O’Connor’s Observations

  • After a poor performance on Saturday night against the Canadiens, the Flyers looked even worse on Sunday against the Hurricanes. It all stems from Philadelphia’s struggles to cleanly exit their own zone. The longer it takes them to exit their own end, the easier it is for the opponent to wear the Flyers’ skaters down. As a result, when Philadelphia does get the puck into the offensive zone, they lose the individual puck battles necessary to sustain a forecheck. It’s a cycle that will not be broken unless the team improves in transition.
  • Last season, Philadelphia did not have the personnel to execute Peter Laviolette’s preferred system. But this year, after the acquisitions of Mark Streit and Vincent Lecavalier? It becomes much more difficult to make that argument. At this point, the issues are system-based. The front office will need to decide soon if the Flyers have fixable issues in executing the Laviolette system, or if the system itself is broken.
  • After two strong games to start the year, Vincent Lecavalier and the rest of his line struggled mightily tonight. Matt Read had a few strong shifts, but overall, Philadelphia’s second line spent the vast majority of the game in the Carolina end, futilely chasing down Hurricane forwards.
  • Claude Giroux was yet again held off the scoresheet, but his line was the only line that was not absolutely dominated at even strength. Unlike the Flyers’ other lines, the first line includes two players (Giroux and Voracek) who can consistently gain entry into the offensive zone with possession, which insulates them a bit from the issues plaguing the rest of the team.
  • Despite the 0-3 start to the season, the Flyers have yet to have a poor goaltending performance. Mason played a strong game in defeat, despite an early soft goal in the first period. The Philadelphia goalies have not been the problem.

Philadelphia Flyers Three Questions

1) Against Toronto, the Flyers looked like a solid yet snakebit team. Against the Canadiens, they looked like the same squad that missed the playoffs last season. Which Flyers team shows up tonight?

Somehow, Philadelphia looked even worse tonight than on Saturday. While it remains too early to panic just yet, the similarities between last year’s Flyers team and this year’s incarnation are certainly troubling, and need to be addressed.

2) After two relatively underwhelming games to start the season, can Claude Giroux show any signs of improvement?

The first line’s decent performance was one of the few bright spots in tonight’s game. Giroux definitely looked more comfortable after being reunited with Voracek, but he was still unable to generate any tangible offense for the Flyers. A step in the right direction, but still plenty of room for improvement.

3) With Jakub Voracek back on the first line, Brayden Schenn becomes the forward without a regular spot. Does he bump Read down to the third line, or settle in with Couturier and Talbot?

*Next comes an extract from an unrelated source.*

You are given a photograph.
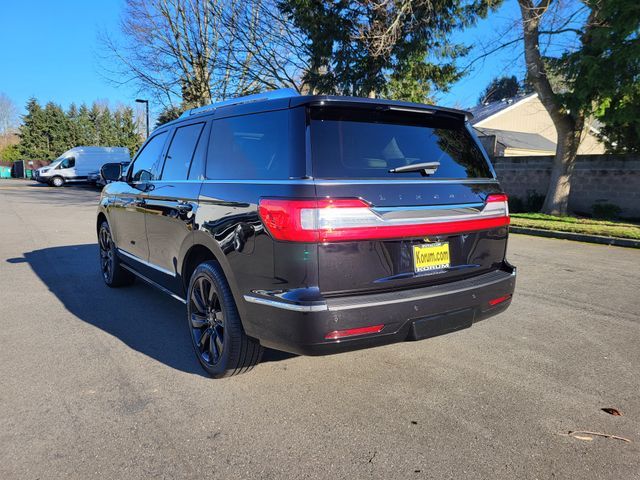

Schenn spent most of the game with Couturier and Zac Rinaldo, who was surprisingly bumped up to the third line. Predictably, he struggled along with his linemates. Schenn has long been a favorite of Peter Laviolette, consistently receiving top-six forward minutes even when struggling. If Laviolette were to be terminated as coach, it remains to be seen whether a new coach would be as forgiving of Schenn’s still-inconsistent play.


Advanced Stat Player of the Game: Scott Hartnell

According to the eye test, Hartnell’s solid possession statistics (+9 Corsi) would seem to be a product of the reunion of Giroux and Voracek. However, Hartnell surprisingly finished the game with better possession metrics than either of his more-celebrated linemates.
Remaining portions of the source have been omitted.